IN A COUNTRY that is hemorrhaging manufacturing jobs and with a union membership rate at its lowest percentage since the Depression, you cannot make a decent living without a college degree, and the money you earn will probably be proportional to the quality of the university and your choice of a degree. Kids coming out of Dartmouth can pick from a range of $80,000-per-year consulting jobs, and VCU social work majors can look forward to poverty wages. High school graduates will probably have to wait for the food stamps to arrive before they buy groceries. This reality probably represents part of the reason you applied to U.Va. Unfortunately, your socioeconomic status played a decisive role in your acceptance and attendance here.
If you're white and scored well on the SATs, you should praise the corporation that creates a test that measures cultural background and socioeconomic status in additional to "scholastic aptitude." If your father went to U.Va., you should thank the legacy system. Most U.Va students benefit from a higher education system that rigidifies social stratification and practically guarantees that the fellow who serves you hamburgers won't ever be your son's boss.
If you are a U.Va. student, your family probably makes over $100,000 per year. There is a 20 percent chance your family makes over $200,000 per year. Families with incomes exceeding $100,000 per year represent approximately 20 percent of the population (Census 2003), and families with incomes exceeding $200,000 per year represent 2.4 percent of the population.
In contrast, nationwide, only 3 percent of the student body at the most prestigious colleges and universities come from families in the lowest income quartile. Thus, the wealthiest students are overrepresented and the poorest students are under represented by a factor of 8.33. The New York Times reported that only 5 percent of high-income high achieving students do not attend college, whereas 25 percent of low-income high achieving students attend college.

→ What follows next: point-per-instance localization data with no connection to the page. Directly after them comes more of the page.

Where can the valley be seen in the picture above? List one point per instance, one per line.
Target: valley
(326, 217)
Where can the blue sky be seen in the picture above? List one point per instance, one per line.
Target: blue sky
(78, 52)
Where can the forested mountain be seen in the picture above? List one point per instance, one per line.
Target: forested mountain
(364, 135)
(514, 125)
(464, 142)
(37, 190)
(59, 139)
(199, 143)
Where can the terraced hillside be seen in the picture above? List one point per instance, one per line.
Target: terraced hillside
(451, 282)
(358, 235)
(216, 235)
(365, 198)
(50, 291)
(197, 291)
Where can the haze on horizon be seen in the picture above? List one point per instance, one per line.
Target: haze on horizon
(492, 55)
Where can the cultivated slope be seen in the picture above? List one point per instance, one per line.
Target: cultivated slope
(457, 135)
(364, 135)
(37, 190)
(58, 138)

Because college graduates generally earn more money than non-graduates, the lack of income diversity at U.Va and other elite colleges leads to rigid social stratification. According to Peter Gottschalk of Boston College and Sheldon Danziger of the University of Michigan, children from the lowest income quintile have a 60 percent chance of remaining in the lowest income quintile and a 90 percent chance of remaining within the two lowest income quintiles a decade later. These statistics should lead us to question the purpose of the higher education system and our commitment to the principle of equal opportunity in general.
In recognition of what President Casteen calls "flaws in both federal and state financial aid policies," the Board of Visitors created Access U.Va. to eliminate the "barriers to access" for working class students. President Casteen claims the problem stems from "faulty public policy," and that "now the top universities are stepping forward to remedy the problems." In a few years, we may judge the effectiveness of Access U.Va. Instead of simply waiting, however, I would suggest that while Access U.Va. attempts to address the financial need of lower-income students who are accepted to U.Va., it will not remedy the socioeconomic factors affecting SAT scores, for instance, or legacy systems that eliminate opportunity for high achieving first generation college applicants. Thus, while I applaud the Board and Casteen's attempt to make the University affordable, I hope they will not stop looking for solutions to a pervasive problem.

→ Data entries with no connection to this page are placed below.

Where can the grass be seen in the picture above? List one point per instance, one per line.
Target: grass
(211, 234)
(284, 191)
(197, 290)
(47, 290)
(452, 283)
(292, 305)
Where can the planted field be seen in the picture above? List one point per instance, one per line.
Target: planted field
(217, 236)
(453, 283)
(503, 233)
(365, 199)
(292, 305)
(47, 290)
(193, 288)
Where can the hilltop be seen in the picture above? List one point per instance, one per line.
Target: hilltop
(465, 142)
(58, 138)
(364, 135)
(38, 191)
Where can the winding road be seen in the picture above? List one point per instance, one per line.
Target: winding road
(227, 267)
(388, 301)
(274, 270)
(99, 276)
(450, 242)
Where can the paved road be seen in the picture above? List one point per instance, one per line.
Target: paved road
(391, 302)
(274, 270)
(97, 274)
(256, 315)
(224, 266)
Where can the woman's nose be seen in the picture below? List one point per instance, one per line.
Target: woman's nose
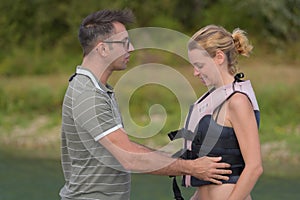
(131, 48)
(196, 72)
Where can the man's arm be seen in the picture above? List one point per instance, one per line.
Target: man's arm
(135, 157)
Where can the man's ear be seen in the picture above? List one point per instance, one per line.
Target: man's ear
(102, 49)
(220, 57)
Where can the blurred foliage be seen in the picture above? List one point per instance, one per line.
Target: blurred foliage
(35, 30)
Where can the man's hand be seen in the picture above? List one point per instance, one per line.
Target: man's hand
(209, 169)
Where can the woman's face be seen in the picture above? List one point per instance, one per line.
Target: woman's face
(205, 67)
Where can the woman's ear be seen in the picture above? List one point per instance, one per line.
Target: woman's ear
(220, 57)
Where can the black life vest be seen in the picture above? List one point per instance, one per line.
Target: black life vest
(212, 141)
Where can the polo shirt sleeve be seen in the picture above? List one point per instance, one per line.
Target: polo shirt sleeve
(95, 113)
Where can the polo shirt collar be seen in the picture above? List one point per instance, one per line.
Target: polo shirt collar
(95, 81)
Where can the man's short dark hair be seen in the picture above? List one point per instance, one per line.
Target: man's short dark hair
(98, 26)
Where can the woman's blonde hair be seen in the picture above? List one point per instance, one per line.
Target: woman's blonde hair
(212, 38)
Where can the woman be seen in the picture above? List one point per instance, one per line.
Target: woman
(213, 52)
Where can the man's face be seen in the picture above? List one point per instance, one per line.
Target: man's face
(120, 48)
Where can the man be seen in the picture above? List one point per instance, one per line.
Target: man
(97, 155)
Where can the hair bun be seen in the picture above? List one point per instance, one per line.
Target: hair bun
(241, 42)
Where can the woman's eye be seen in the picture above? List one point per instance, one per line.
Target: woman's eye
(198, 65)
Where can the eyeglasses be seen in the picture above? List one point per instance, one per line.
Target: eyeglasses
(125, 42)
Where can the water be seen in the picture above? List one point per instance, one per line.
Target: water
(36, 179)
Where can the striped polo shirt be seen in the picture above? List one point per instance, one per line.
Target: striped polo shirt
(90, 112)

Right now the higher education system serves to protect the socioeconomic elite from the dissipation of their power that would result from equal educational and concomitant economic opportunity. Should we work to reform the higher education system in order to educate the most qualified students available? Are we as the overwhelmingly white, suburban elite willing to acknowledge that a student attending a rural or inner-city school deserves the education that he or she earns?
To those of you who care for your fellow humans, who feel that you are your sister's and your brother's keeper: Get to work. In addition to providing financial aid for those students who do get accepted, we must end the legacy admission system, reduce the weight of SAT scores in admissions calculations and provide the counseling support necessary to help disadvantaged youth apply to college. Then we could work on the underlying socioeconomic factors that create the unequal access to admissions.
Zack Fields is a Cavalier Daily viewpoint writer.